The teen was charged after an Oct. 11, 2006, crash on Route 621 that claimed the life of Connie Jean Blanken. 63. Police said the teen was driving his 1993 Mitsubishi westbound on Route 621, about 2.2 miles west of Route 421 in Left Poor Valley, when he came around a curve, lost control of his vehicle, and struck a 1996 Chevrolet Corsica being driven by Blanken. The crash spun both vehicles off the road to their right and over embankments. Police said neither driver was wearing a seat belt, and Blanken was pronounced dead at the scene.
During a January hearing, two other juveniles testified that they were traveling in the same direction as the teen when he came up behind them at a high rate of speed and passed their vehicle on a double solid line in a short straightaway that ended with a sharp curve. The roadway was wet, and the teen lost control of his vehicle in the curve before he struck the Blanken vehicle in its lane of travel.
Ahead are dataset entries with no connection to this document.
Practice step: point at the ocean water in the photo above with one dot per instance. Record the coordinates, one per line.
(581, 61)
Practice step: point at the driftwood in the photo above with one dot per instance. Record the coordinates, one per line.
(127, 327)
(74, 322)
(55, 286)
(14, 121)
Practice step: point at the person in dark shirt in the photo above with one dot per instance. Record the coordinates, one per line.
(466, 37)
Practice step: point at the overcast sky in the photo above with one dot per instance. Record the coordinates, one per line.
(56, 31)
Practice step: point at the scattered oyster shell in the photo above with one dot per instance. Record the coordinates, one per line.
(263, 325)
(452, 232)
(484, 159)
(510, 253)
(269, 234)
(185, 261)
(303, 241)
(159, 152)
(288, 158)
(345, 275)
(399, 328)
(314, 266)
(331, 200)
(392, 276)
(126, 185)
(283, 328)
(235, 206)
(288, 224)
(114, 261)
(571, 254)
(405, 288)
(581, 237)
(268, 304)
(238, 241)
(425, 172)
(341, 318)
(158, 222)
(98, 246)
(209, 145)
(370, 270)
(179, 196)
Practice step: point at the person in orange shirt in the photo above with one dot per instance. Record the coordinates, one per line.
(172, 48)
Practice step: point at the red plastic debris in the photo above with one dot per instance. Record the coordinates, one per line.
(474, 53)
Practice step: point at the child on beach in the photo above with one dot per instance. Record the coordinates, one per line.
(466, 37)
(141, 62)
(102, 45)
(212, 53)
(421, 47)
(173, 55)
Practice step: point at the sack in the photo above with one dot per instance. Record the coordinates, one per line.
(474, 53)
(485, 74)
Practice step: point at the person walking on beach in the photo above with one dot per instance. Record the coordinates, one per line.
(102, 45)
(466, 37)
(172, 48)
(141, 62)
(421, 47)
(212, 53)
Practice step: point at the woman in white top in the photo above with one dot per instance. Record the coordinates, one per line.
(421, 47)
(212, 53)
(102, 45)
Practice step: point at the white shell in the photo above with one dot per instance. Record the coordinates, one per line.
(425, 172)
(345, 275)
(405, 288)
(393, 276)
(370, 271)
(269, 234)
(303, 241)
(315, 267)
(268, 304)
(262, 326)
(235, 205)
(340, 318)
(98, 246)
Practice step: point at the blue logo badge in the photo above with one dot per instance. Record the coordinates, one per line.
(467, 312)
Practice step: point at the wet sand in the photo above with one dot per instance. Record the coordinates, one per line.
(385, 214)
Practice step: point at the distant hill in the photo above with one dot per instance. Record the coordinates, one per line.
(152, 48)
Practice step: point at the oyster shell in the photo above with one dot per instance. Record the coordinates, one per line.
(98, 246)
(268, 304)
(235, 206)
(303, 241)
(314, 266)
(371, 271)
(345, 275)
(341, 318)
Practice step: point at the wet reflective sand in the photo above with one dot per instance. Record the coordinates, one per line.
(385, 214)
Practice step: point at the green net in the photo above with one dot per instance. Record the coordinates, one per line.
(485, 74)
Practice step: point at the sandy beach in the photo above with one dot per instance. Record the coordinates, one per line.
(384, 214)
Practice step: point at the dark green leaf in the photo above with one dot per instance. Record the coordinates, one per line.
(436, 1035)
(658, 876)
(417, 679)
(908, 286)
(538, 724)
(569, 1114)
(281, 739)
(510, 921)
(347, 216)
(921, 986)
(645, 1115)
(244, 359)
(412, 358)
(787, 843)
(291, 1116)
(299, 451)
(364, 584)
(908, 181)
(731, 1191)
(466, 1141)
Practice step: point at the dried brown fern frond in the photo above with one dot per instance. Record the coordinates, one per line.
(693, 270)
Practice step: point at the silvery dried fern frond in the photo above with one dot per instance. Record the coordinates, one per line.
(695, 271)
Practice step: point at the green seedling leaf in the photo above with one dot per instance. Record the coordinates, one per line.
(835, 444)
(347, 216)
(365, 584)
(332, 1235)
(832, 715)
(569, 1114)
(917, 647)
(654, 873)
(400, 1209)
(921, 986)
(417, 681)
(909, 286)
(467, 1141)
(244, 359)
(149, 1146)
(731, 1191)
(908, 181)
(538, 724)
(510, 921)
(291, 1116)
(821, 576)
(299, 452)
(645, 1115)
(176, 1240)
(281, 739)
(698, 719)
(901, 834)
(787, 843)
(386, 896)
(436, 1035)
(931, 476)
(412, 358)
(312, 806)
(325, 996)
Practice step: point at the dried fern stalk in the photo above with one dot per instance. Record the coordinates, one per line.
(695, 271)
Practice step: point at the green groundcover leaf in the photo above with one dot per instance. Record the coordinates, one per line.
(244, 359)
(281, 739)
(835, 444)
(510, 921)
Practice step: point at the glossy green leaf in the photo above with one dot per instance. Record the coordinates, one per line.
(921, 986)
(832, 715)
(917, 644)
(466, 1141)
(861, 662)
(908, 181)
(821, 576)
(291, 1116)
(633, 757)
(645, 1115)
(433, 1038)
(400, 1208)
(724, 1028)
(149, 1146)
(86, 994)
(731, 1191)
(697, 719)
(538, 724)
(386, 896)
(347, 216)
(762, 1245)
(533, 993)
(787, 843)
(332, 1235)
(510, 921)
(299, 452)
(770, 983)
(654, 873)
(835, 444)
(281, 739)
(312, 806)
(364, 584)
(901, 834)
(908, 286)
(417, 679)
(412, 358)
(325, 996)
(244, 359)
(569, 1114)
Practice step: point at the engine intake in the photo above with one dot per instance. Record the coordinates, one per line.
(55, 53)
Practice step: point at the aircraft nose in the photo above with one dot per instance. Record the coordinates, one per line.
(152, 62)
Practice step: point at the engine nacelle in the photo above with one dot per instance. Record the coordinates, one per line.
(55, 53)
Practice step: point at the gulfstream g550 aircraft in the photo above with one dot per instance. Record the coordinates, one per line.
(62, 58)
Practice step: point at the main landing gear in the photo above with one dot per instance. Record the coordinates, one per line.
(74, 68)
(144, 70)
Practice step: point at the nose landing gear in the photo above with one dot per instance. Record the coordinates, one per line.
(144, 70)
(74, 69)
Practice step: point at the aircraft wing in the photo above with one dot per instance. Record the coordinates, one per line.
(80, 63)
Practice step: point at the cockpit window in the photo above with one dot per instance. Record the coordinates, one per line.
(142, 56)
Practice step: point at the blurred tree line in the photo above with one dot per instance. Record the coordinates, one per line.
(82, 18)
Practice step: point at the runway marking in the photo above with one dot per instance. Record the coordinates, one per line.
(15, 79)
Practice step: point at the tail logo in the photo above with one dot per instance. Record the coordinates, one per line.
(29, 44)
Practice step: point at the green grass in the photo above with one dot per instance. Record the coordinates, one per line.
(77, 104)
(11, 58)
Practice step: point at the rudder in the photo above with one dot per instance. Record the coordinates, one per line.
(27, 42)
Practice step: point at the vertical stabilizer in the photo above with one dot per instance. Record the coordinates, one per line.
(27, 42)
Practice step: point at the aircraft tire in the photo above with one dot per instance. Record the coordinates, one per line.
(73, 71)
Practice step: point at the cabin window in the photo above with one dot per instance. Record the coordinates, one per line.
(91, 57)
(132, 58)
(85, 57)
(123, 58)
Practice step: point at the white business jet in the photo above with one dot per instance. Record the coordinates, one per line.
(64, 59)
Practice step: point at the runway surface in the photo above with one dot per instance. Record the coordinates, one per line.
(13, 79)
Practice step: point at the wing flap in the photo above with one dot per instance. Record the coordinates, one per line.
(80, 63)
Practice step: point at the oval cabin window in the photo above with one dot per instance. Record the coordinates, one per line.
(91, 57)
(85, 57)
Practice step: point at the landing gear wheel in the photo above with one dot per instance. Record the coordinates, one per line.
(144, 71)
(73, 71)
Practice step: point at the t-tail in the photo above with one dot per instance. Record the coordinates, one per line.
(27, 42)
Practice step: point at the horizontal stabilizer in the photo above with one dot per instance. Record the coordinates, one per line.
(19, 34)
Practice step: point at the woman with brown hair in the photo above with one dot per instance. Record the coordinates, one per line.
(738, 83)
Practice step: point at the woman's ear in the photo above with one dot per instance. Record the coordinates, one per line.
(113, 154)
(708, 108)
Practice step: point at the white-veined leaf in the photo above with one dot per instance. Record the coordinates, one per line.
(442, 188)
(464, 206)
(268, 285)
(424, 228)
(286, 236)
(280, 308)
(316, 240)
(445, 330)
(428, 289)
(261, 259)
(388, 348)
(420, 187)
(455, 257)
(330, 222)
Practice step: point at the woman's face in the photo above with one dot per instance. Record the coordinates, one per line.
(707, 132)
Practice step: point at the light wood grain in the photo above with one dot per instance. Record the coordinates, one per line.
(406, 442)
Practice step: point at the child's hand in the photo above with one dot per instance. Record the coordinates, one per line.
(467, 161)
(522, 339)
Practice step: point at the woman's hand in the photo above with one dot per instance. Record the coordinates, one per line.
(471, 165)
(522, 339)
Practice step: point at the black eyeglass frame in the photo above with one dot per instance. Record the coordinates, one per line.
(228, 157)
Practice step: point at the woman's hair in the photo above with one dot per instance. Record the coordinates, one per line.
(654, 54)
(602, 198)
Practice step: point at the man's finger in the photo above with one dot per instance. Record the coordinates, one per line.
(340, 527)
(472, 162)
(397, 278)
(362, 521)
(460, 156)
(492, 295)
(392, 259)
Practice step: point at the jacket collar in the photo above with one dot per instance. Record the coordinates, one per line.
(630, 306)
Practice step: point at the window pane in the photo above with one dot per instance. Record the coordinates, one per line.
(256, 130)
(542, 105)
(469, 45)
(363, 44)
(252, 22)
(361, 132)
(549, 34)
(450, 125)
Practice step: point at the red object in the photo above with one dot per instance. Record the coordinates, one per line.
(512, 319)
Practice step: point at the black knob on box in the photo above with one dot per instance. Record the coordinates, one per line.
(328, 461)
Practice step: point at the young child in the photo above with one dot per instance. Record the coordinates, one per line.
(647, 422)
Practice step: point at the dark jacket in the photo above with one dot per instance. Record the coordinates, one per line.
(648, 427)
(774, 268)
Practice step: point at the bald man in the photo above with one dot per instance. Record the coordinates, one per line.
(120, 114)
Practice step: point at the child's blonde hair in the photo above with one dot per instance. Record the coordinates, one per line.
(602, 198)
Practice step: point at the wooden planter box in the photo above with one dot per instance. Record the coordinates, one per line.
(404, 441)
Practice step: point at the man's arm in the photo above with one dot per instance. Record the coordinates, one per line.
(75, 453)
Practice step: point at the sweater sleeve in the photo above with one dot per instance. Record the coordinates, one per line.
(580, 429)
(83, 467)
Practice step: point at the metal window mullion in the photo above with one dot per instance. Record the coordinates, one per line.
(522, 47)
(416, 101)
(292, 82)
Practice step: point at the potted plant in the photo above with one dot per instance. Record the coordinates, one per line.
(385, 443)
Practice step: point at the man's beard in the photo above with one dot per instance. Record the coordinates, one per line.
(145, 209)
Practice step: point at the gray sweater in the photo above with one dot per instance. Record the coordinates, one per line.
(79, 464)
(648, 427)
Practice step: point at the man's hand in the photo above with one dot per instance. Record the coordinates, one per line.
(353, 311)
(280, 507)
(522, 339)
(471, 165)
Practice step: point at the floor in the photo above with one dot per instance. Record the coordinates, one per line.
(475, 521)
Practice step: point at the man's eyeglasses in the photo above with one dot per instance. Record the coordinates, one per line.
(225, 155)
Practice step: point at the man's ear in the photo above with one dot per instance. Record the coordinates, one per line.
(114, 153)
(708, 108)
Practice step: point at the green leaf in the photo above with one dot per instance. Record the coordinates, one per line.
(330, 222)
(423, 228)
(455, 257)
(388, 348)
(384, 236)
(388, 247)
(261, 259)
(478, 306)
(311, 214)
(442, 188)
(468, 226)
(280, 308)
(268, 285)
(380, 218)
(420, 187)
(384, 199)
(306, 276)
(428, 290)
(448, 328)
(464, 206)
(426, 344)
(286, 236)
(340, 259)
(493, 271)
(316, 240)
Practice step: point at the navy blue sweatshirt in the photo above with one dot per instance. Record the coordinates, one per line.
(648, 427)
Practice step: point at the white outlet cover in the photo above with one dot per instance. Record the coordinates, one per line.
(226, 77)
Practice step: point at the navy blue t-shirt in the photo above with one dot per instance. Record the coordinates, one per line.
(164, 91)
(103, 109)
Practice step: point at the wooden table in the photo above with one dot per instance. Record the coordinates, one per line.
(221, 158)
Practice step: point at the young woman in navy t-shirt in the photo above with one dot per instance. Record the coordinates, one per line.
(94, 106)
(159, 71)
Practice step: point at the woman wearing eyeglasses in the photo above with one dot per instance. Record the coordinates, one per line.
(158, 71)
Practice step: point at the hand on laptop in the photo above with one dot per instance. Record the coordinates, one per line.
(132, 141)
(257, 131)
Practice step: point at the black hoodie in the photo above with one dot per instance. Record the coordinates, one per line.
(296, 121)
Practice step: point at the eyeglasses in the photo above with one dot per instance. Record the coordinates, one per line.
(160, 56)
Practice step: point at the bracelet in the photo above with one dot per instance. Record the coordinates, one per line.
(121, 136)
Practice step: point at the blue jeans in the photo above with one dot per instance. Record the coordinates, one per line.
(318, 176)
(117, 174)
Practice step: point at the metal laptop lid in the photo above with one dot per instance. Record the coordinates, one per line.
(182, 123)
The juvenile was charged with involuntary manslaughter, operating a vehicle without a license, no seat belt, and improper passing.
In January he pleaded guilty to improper passing and was found not guilty of the seat belt violation. He complied with law on the no license charge.
Defense attorney Tim McAfee entered a motion to strike the manslaughter charge, arguing that it amounted to double jeopardy as improper passing was a lesser included charge of the manslaughter offense.
Judge Susie Baker Cox took the matter under advisement and instructed both sides to argue their cases further in written briefs. She scheduled the ruling for Tuesday.
The judge closed that hearing and at the conclusion she ruled there was sufficient evidence to find the teen guilty and that double jeopardy does not apply in the case. She then pronounced the juvenile guilty of manslaughter and improper passing.
Cox sentenced the juvenile to 30 days in detention and suspended a sentence to the Department of Juvenile Justice. The judge also suspended his operator's license indefinitely and placed him on an indefinite period of supervised probation. She also ordered that he serve 500 hours of community service and fined him $250 for the improper passing charge.
The teen then filed an appeal on the manslaughter conviction, but not on the traffic charge.